1 Samuel 15:30 And he said, I have sinned; honour me now, I pray thee, before the elders of my people, and before Israel, and turn again with me, that I may worship Jehovah thy God.
1 Samuel 15:31 So Samuel turned again after Saul; and Saul worshipped Jehovah.
1 Samuel 15:32 And Samuel said, Bring ye near to me Agag the king of Amalek. And Agag came to him gaily. And Agag said, Surely the bitterness of death is past.
1 Samuel 15:33 And Samuel said, As thy sword has made women childless, so shall thy mother be childless above women.
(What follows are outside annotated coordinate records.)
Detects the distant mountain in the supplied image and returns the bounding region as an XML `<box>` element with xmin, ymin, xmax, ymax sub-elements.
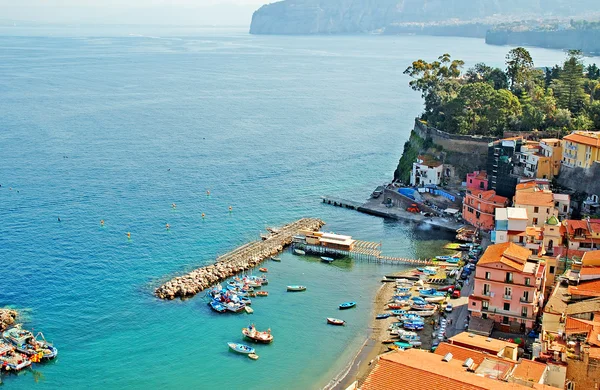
<box><xmin>250</xmin><ymin>0</ymin><xmax>598</xmax><ymax>34</ymax></box>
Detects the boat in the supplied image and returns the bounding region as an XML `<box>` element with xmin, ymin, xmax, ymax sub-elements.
<box><xmin>227</xmin><ymin>343</ymin><xmax>256</xmax><ymax>355</ymax></box>
<box><xmin>339</xmin><ymin>302</ymin><xmax>356</xmax><ymax>310</ymax></box>
<box><xmin>208</xmin><ymin>299</ymin><xmax>227</xmax><ymax>313</ymax></box>
<box><xmin>327</xmin><ymin>317</ymin><xmax>346</xmax><ymax>326</ymax></box>
<box><xmin>2</xmin><ymin>325</ymin><xmax>58</xmax><ymax>360</ymax></box>
<box><xmin>242</xmin><ymin>325</ymin><xmax>273</xmax><ymax>344</ymax></box>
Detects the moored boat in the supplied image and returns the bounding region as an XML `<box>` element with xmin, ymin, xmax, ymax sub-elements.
<box><xmin>227</xmin><ymin>343</ymin><xmax>256</xmax><ymax>355</ymax></box>
<box><xmin>327</xmin><ymin>317</ymin><xmax>346</xmax><ymax>326</ymax></box>
<box><xmin>242</xmin><ymin>325</ymin><xmax>273</xmax><ymax>344</ymax></box>
<box><xmin>339</xmin><ymin>302</ymin><xmax>356</xmax><ymax>310</ymax></box>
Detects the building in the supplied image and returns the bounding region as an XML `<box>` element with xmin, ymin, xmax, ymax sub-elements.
<box><xmin>410</xmin><ymin>155</ymin><xmax>444</xmax><ymax>187</ymax></box>
<box><xmin>468</xmin><ymin>242</ymin><xmax>546</xmax><ymax>332</ymax></box>
<box><xmin>513</xmin><ymin>188</ymin><xmax>558</xmax><ymax>226</ymax></box>
<box><xmin>466</xmin><ymin>171</ymin><xmax>488</xmax><ymax>191</ymax></box>
<box><xmin>492</xmin><ymin>207</ymin><xmax>528</xmax><ymax>244</ymax></box>
<box><xmin>486</xmin><ymin>137</ymin><xmax>523</xmax><ymax>199</ymax></box>
<box><xmin>462</xmin><ymin>189</ymin><xmax>508</xmax><ymax>230</ymax></box>
<box><xmin>562</xmin><ymin>131</ymin><xmax>600</xmax><ymax>169</ymax></box>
And Samuel hewed Agag in pieces before Jehovah in Gilgal.
1 Samuel 15:34 And Samuel went to Ramah; and Saul went up to his house to Gibeah of Saul.
The verse centers on "samuel", "said", "bring", "near", "agag", "king", and "amalek". It is saying that the verse draws attention to "samuel" and "said", so its meaning should be read from those terms before moving to application.
The nearby context moves from verse 31's "So Samuel turned again after Saul and..." into verse 33's "And Samuel said As thy sword has...", so "samuel" and "said" belong inside that flow. In 1 Samuel context, the local focus is covenant, worship, and faithfulness.
A plain takeaway is to answer the verse's own emphasis on "samuel" and "said" with trust shaped by these words, not by a vague optimism outside the passage.